1. Go to college to study a high earning field. Law, medicine, engineering. Or get your MBA from a top school as soon as possible.
2. Do not be a regular guy at work. If you're a doctor, be chief resident. If you're a lawyer, get on the partner track. If you're corporate, you should be flying up the management ranks.
3. Have your parents die and leave you everything, including life insurance.
4. Marry young. Nothing wastes money more than being single, blowing money on a bachelor apartment and lifestyle. Chasing women is super expensive.
5. Working spouse, with similar income. No teachers or nurses! Remember the Huxtables - a gynecologist married to a lawyer == a huge brownstone in NYC!
6. Choose a spouse who's parents have already "made it." If her parents have expensive cars, boat, vacation home, ski condo in CO, you get to use all this stuff for free, whereas your peers have to pay for that lifestyle.

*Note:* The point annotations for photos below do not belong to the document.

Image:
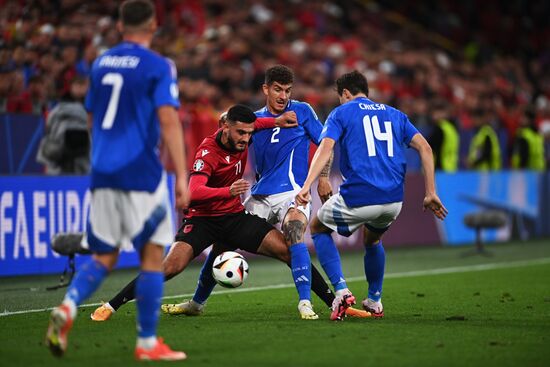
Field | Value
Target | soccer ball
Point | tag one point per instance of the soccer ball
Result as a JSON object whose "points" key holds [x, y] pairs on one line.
{"points": [[230, 269]]}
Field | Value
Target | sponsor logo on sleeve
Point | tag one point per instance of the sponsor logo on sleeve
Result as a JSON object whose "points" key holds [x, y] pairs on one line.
{"points": [[198, 165]]}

7. No kids! Ok, that may be unreasonable. Kids are fine, but no stay at home mom! Back to work 6 weeks after giving birth.
8. Have her parents nearby willing to provide free day care.
9. Buy a house at the top of your income level. Play the game of assuming the market will go up, and you will therefore make larger sums of equity than if you had bought a cheaper home.
10. As your incomes increase (remember, you're almost a partner in your firm by this point) buy a more expensive home.
11. Repeat #10 as desired.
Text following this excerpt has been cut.